Decision Tree learning algorithm
-
29-09-2019 - |
Question
I want to preface this by saying that this is a homework assignment.
I am given a set of Q binary input variables that will be used to classify output of Y which is also binary.
The first part of the question is: at most how many examples do I need to enumarate all possibile combinations of Q? I am currently think that since it asks for at most I will need Q as it is possible that all values up to Q-1 are the same for instance 1 and the item at Q is 0 .
The second part of the question is: at most how many leaf nodes can the tree have given Z examples?
My current answer is that at most the tree would have 2 leaf nodes, one representing true and one representing false since it is dealing with binary inputs and binary outputs.
Is this the correct way of examining this problem or am I generalizing my answers too deeply?
Edit
After looking at Cameron's response, I would now turn my first answer into 2^Q and to build on his example of Q = 3, I would get 2^3 or 8 (2*2*2). Please correct if that is incorrect thinking.
Edit #2
The second part of the question it appears as though it should be (2^Q) * Z or to provide an example: (2^3) * 3) or 8*3 = 24 leaf nodes. To recap if I have 3 inputs that are binary I would initially take 2^3 and get 8 now I want to go over 3 examples. Therefore I should get 8*3 or 24.
Edit #3
In hindsight it seems that no matter how many examples I use the number of leaf nodes should never increase, as it is a per tree basis.
Solution
I'd suggest you approach the problem by working out small example cases by hand.

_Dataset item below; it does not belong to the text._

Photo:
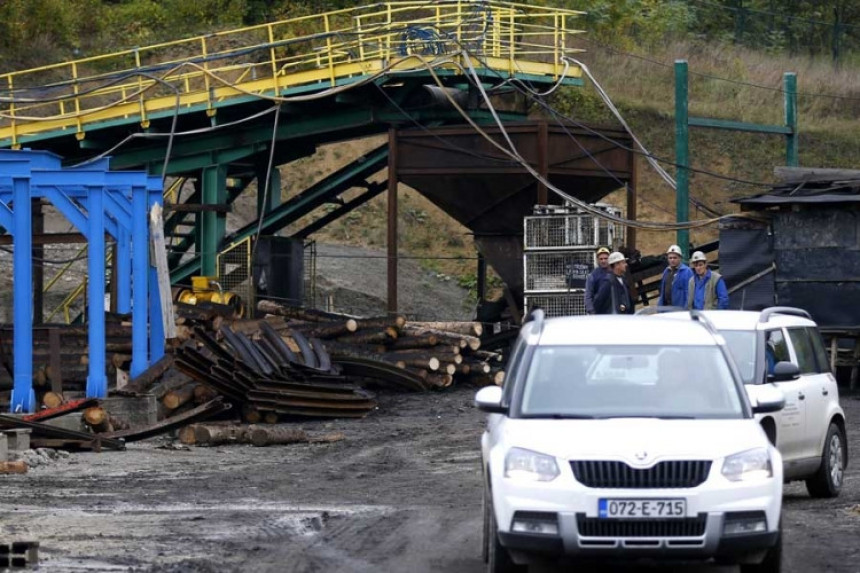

For the first part, choose a small value for Q
, say 3, and write down all possible combinations of Q
. Then you can figure out how many examples you need. Increase Q
and do it again.
For the second part of your question, pick a small Z
and run the decision tree algorithm by hand. See how many leaves you get. Then pick another Z
and see if/how it changes. Try generating different examples (with the same Z
) and see if you can change the number of leaves.